Talk to your Web folks, your manager or managing editor. Brainstorm about stories you are currently working on or those that you’ve always wanted to do. Once you have an idea, fight for the time to do it well. We are past the point of producing a multimedia project just because we can; we need to be producing multimedia projects that are professional-looking and high in quality and meaningful to our audience. And that’s not something that can be rushed, especially for beginners.

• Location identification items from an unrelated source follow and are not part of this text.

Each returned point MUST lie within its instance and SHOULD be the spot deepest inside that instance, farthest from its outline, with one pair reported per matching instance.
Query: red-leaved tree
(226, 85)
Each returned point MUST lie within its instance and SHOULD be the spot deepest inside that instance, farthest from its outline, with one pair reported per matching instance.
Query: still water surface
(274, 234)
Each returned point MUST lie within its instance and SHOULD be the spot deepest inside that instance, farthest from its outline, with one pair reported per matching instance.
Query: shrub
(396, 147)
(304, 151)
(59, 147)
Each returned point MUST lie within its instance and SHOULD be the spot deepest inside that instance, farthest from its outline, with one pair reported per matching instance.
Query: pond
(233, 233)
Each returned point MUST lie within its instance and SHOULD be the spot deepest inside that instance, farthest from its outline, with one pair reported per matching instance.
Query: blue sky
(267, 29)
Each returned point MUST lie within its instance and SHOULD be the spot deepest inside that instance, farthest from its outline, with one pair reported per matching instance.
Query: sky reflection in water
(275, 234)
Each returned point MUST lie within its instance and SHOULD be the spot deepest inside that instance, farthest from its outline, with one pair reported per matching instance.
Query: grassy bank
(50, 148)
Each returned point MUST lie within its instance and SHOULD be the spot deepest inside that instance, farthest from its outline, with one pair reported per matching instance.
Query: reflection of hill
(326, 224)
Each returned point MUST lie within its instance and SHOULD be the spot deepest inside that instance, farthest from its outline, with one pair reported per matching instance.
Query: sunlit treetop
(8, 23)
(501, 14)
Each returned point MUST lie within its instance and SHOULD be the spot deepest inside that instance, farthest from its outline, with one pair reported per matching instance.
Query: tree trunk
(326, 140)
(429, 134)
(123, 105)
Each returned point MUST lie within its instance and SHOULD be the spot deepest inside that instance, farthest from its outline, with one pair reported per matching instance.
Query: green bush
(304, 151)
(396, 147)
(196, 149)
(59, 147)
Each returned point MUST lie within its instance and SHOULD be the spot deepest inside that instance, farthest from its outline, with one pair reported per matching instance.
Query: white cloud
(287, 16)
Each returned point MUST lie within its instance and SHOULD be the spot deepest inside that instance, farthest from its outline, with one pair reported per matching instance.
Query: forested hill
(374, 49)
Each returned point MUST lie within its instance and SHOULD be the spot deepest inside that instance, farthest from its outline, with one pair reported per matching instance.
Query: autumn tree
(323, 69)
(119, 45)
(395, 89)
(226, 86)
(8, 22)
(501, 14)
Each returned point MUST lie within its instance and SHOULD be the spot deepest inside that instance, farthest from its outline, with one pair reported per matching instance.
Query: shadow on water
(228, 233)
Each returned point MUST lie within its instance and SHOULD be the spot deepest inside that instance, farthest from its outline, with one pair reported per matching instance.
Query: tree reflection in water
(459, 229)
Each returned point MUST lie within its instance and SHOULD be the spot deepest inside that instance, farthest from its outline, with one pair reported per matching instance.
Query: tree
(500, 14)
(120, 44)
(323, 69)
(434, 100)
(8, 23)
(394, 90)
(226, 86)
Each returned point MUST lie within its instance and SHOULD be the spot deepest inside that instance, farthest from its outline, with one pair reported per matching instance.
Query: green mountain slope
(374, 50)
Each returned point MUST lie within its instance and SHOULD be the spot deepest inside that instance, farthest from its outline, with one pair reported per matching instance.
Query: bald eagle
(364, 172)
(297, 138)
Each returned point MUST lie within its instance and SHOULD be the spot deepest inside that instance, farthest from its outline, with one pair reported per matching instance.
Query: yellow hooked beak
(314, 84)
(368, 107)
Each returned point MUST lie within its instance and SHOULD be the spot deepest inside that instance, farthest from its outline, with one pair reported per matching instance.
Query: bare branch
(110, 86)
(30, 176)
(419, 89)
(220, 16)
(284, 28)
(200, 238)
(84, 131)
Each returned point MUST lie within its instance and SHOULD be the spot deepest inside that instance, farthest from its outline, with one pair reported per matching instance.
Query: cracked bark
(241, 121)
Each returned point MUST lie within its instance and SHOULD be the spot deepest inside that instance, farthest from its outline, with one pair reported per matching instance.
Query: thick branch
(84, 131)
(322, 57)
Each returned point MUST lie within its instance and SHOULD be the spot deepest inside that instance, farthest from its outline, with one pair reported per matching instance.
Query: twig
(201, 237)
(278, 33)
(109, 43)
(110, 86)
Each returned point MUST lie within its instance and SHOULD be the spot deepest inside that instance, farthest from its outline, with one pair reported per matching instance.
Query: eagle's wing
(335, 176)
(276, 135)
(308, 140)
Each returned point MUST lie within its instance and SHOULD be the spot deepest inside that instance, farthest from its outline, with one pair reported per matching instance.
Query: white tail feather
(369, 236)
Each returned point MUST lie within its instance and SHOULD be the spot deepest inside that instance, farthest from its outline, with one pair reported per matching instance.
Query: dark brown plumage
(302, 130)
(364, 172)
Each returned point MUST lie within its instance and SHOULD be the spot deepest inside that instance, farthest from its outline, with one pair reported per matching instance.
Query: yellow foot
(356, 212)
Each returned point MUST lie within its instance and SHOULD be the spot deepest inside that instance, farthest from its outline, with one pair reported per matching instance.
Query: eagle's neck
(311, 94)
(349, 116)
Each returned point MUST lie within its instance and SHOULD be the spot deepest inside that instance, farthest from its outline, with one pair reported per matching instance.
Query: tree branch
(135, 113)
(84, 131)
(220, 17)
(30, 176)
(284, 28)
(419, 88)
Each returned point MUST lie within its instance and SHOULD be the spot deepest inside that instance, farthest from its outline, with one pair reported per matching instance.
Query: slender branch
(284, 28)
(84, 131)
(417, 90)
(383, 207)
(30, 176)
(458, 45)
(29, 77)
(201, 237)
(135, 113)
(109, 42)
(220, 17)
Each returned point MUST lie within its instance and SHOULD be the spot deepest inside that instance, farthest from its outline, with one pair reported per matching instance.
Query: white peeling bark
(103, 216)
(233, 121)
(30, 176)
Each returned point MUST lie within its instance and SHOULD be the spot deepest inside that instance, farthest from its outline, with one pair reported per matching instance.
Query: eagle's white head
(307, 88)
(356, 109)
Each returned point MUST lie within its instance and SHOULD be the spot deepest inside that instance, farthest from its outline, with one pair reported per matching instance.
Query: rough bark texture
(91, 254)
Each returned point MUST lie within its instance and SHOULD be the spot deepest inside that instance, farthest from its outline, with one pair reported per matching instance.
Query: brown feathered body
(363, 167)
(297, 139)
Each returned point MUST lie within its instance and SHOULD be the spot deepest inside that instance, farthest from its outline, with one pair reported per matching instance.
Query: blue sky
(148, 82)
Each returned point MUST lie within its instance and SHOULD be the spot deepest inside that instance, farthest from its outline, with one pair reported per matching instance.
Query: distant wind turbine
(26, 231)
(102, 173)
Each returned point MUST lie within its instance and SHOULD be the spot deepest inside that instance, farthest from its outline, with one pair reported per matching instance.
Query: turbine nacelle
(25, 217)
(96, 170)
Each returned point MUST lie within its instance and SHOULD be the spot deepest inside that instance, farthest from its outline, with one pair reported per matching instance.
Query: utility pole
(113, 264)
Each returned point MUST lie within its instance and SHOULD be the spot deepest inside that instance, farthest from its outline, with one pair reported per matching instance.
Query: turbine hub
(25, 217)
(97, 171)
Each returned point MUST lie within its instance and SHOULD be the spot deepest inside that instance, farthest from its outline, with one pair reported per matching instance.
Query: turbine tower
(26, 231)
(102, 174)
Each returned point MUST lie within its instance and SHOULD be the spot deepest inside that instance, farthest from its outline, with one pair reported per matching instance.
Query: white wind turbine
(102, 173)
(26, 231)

Understand, too, that much experimentation has been going on across the news industry for many years now. Your idea may have been tried somewhere else, only to fail. Find someone who has been plugged in to the new media movement in news for some time to help you fine-tune your ideas so you don’t take your efforts down a previously discovered dead-end road.

Fostering community

The easiest way to get involved in the digital age is to simply start reading the user-generated content on your Web site (if applicable) and others. Peruse the comments posted on the blogs on your site and others. If readers comment on your stories, pick your opportunities to chime in and contribute to the discussion. Even something as simple as, “Great comments, everyone. Keep them coming,” will get you involved in this new paradigm of news consumption, which is more like a conversation and less like a lecture.

If your site doesn’t have blogs or allow comments on stories, ask why not. Start the conversation. It will force you to think differently and that simple exercise will help you open up to the possibilities of Journalism 2.0.

It’s time to learn how to survive and thrive in the digital age. Good luck.